WASHINGTON (Reuters) – The U.S. power grid regulator on Monday rejected a directive by Energy Secretary Rick Perry to prop up aging coal and nuclear power plants, but said it had embarked on a new process to determine whether the grid can be strengthened.
The move was a blow to Perry who wanted the Federal Energy Regulatory Commission (FERC) to reward certain nuclear and coal-fired power plants that store 90 days of fuel on site for contributing to the reliability of the power grid.
President Donald Trump promised to aid the coal and nuclear industries, which have suffered shutdowns resulting from a glut of cheap natural gas.
In its decision, FERC said Perry’s proposal to subsidize these plants may not be fair. “The record… does not demonstrate that such an outcome would be just and reasonable,” FERC said in the filing.
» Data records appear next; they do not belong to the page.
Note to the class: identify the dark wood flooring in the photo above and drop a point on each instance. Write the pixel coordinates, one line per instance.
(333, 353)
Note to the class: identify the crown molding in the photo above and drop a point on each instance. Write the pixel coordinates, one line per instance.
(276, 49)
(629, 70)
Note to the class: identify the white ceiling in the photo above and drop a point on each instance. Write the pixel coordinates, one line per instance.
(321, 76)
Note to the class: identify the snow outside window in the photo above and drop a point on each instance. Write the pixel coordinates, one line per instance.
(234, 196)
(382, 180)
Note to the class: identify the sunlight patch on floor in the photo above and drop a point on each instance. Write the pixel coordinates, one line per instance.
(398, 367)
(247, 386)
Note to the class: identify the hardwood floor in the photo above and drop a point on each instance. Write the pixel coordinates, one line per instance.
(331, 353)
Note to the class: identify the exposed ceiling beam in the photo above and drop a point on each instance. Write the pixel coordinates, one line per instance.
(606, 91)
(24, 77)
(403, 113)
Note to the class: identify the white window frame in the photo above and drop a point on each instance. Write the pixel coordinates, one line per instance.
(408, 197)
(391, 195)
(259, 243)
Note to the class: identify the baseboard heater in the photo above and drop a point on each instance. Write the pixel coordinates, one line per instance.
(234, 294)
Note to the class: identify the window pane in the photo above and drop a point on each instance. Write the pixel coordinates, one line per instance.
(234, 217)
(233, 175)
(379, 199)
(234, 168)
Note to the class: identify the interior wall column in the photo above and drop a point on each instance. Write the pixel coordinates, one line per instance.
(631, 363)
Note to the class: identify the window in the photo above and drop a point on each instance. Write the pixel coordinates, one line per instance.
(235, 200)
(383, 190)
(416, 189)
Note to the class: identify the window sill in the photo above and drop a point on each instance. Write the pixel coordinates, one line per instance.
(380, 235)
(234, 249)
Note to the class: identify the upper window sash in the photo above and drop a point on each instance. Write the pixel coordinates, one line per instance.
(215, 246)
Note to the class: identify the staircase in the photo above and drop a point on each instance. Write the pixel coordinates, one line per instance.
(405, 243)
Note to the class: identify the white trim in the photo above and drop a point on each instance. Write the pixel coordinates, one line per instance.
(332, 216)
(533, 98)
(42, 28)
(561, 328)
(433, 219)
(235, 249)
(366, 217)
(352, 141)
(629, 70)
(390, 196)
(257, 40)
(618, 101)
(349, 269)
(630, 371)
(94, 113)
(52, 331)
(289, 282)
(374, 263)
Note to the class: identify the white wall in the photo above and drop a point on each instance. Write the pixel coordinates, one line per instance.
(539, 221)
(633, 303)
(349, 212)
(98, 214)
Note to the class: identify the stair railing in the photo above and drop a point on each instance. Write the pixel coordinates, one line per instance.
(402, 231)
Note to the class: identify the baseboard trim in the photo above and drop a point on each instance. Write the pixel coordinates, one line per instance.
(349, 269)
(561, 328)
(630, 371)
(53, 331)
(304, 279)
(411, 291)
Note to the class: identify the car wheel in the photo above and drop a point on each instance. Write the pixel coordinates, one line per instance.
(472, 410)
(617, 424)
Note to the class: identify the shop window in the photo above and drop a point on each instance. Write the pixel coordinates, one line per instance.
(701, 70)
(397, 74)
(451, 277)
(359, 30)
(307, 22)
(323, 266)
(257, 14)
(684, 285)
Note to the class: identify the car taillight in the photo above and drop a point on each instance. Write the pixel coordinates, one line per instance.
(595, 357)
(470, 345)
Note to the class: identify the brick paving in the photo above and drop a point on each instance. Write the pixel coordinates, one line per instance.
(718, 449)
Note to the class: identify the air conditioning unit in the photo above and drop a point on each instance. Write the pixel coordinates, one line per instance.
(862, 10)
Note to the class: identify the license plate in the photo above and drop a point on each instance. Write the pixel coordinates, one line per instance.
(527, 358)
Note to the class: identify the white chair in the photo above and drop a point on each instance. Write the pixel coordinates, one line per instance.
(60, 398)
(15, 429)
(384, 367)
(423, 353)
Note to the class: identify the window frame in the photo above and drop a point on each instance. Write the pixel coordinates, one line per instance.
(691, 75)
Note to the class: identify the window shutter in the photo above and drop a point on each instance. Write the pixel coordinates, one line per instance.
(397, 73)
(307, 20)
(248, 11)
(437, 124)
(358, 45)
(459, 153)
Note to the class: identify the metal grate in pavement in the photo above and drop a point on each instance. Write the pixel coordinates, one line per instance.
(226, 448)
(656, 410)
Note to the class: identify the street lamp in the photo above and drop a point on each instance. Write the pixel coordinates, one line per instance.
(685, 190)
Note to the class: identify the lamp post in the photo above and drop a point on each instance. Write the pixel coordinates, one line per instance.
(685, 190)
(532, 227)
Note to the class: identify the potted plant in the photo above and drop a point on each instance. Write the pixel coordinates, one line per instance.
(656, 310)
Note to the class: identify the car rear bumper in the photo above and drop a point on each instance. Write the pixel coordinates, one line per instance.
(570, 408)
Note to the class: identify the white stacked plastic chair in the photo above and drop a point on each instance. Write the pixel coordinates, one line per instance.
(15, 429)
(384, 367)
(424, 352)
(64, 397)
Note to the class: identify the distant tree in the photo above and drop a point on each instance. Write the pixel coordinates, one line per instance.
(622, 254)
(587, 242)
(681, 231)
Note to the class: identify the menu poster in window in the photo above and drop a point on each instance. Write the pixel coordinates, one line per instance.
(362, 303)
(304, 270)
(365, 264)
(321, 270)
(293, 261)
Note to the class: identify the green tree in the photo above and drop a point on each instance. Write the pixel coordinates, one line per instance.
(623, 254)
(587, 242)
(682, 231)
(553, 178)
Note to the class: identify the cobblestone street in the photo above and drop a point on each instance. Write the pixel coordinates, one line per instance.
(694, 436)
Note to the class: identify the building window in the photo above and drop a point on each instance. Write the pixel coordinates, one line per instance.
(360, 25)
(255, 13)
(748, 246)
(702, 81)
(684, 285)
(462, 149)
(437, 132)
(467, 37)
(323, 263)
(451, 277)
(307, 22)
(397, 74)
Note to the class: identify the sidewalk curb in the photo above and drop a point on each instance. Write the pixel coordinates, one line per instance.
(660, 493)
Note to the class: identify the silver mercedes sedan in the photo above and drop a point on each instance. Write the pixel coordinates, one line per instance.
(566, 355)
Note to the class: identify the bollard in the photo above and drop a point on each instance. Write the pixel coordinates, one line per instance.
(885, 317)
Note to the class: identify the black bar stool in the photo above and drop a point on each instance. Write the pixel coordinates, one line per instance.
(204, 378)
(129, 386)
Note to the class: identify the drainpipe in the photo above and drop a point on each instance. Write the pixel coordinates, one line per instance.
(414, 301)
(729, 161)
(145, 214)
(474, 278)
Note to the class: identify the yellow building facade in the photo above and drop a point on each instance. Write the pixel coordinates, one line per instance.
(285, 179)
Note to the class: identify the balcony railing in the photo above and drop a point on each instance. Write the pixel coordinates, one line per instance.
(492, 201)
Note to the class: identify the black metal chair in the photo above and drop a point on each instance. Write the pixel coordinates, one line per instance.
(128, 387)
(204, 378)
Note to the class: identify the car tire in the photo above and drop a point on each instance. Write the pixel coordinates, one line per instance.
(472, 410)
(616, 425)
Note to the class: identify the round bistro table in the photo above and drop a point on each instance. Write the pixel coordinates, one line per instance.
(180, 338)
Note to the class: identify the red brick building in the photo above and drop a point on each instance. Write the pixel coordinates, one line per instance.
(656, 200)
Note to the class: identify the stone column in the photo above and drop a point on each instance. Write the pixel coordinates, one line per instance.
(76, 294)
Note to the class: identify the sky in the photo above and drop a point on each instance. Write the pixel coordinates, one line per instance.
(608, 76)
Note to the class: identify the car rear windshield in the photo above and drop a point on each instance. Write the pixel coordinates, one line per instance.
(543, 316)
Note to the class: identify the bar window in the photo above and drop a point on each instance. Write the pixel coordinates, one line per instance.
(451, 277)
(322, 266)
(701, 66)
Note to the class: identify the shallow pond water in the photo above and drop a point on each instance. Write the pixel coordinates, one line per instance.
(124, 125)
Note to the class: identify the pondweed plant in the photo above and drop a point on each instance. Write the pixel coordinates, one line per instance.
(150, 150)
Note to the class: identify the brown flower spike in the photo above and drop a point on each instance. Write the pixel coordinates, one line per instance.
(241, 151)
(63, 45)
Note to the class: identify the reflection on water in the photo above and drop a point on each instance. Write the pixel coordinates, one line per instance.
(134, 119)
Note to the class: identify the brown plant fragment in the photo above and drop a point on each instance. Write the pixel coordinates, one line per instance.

FERC’s new plan involves asking grid operators to submit within 60 days their concerns about the resiliency of the power system. The commission will then decide whether additional action is warranted to address grid resilience, FERC said.
Perry’s directive, which was issued in September, came under harsh criticism by an unusual combination of natural gas, drilling, and wind and solar power interests who said it could hurt their industries and stifle innovation to improve power plants and the grid.
Consumer interests had also slammed the plan saying it would have spiked power bills for homeowners and businesses.
Perry said in a statement after FERC’s ruling that he appreciates FERC’s “consideration and effort to further assess the marketplace distortions that are putting the long-term resiliency of our electric grid at risk.”